Back to the party, the blonde and brunette have a champagne bubble bath (HEY NOW WONKA WONKA), but still have the where-with-all to keep their walkman on in case any more satanic-cop murder spree related news flashes are broken instantly via modern technology. Sure enough, they hear that a cop suspected of police brutality is missing, and to be on the lookout.  So, apart from the standard police brutality that is par for the course, this cop likes to teleport around, hiding objects from the teens so they can wander around trying to fetch them (whether a can of beer, a brush, a purse, the boom box, etc.).  Really, the movie is an Easter egg hunt masquerading as senseless police brutality. 

(SPOILERS I GUESS IF YOU CARE)

The teen’s plan of surviving this proverbial Easter egg hunt hits a literal speed bump when Zach drives over a tree branch, causing the car battery to die. The survivors try to get away in the caretaker’s car, but the psycho cop jumps on it like he’s the Terminator (well actually, he sorta is). Unfortunately, they drive over another tree branch, and this kills yet another useless piece of shit automobile.  Tree branches used to destroy cars, and now hippies use them to fuel their own automobiles ("automobile" is a strong word; maybe "go-kart with roof" would be more appropriate).  Technology is truly an ironic nutbar sometimes.

In the twist ending, the real (non-psycho) cops show up and provide psycho cop exposition, explaining that every barrel of apples has a couple of spoiled psychopaths, etc., blah blah. Just when this psycho cop fable gets to and that's when he turned to Satan…, psycho cop shoots one of the real cops and then rips the other cop’s heart out. Of course, he utters the line "have a heart" while doing so, which, incredibly, is exactly what happens in the film Dreamscape (1984), and, more coincidentally, in Hellbound (1994). 

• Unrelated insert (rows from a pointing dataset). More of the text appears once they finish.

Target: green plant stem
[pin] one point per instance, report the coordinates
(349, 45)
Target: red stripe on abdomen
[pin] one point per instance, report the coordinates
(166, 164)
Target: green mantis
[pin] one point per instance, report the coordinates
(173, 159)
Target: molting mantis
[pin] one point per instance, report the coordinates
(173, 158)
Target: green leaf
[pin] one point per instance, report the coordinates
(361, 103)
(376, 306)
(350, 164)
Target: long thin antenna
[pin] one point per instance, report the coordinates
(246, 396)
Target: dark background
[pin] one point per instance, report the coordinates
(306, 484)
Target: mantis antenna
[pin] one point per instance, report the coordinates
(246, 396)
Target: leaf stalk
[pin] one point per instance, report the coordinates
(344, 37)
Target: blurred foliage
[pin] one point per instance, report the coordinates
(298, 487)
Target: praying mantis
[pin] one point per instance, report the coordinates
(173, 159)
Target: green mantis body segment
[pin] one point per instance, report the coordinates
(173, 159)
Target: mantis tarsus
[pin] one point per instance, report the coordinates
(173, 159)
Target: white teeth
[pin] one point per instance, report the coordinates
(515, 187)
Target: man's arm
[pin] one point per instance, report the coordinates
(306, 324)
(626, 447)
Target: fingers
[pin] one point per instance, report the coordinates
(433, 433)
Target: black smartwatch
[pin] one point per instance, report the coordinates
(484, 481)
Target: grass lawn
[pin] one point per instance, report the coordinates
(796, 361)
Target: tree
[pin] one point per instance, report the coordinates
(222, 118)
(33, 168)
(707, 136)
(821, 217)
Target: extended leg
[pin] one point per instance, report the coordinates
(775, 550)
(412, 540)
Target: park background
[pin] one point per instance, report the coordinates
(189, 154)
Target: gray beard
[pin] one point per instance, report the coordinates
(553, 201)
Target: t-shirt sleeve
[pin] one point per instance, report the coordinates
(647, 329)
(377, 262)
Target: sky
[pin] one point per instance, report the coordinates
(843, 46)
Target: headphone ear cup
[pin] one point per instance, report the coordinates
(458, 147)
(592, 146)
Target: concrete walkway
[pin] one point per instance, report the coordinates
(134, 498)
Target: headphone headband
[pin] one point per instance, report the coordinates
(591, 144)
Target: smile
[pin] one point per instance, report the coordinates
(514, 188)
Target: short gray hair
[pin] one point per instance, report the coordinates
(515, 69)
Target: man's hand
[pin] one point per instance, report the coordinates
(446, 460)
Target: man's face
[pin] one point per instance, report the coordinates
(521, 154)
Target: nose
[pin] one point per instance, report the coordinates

You see, Hellbound is the touching story of Chuck Norris, a Chicago cop who’s grizzled and on the edge (in that order), and whose mission is to roundhouse the shit out of Satan. However, old scratch is, as one would expect, pretty much a bad ass. He throws a hooker through a fifth story window, and follows it up by ripping a rabbi’s heart out. Satan shows officer Norris the still beating heart, and utters the aforementioned line. So you see, Hellbound is really the ying to Psycho Cop’s yang, at least as far as heart ripping scenes involving police officers go. 

Anyway, despite being killed at the end, the psycho cop returned for the cleverly named sequel Psycho Cop Returns (1993). However, it’s really just a spoof of the original, as you apparently couldn’t do a serious Psycho Cop movie in the nineties, what with all those flannel wearing hipster assholes running around.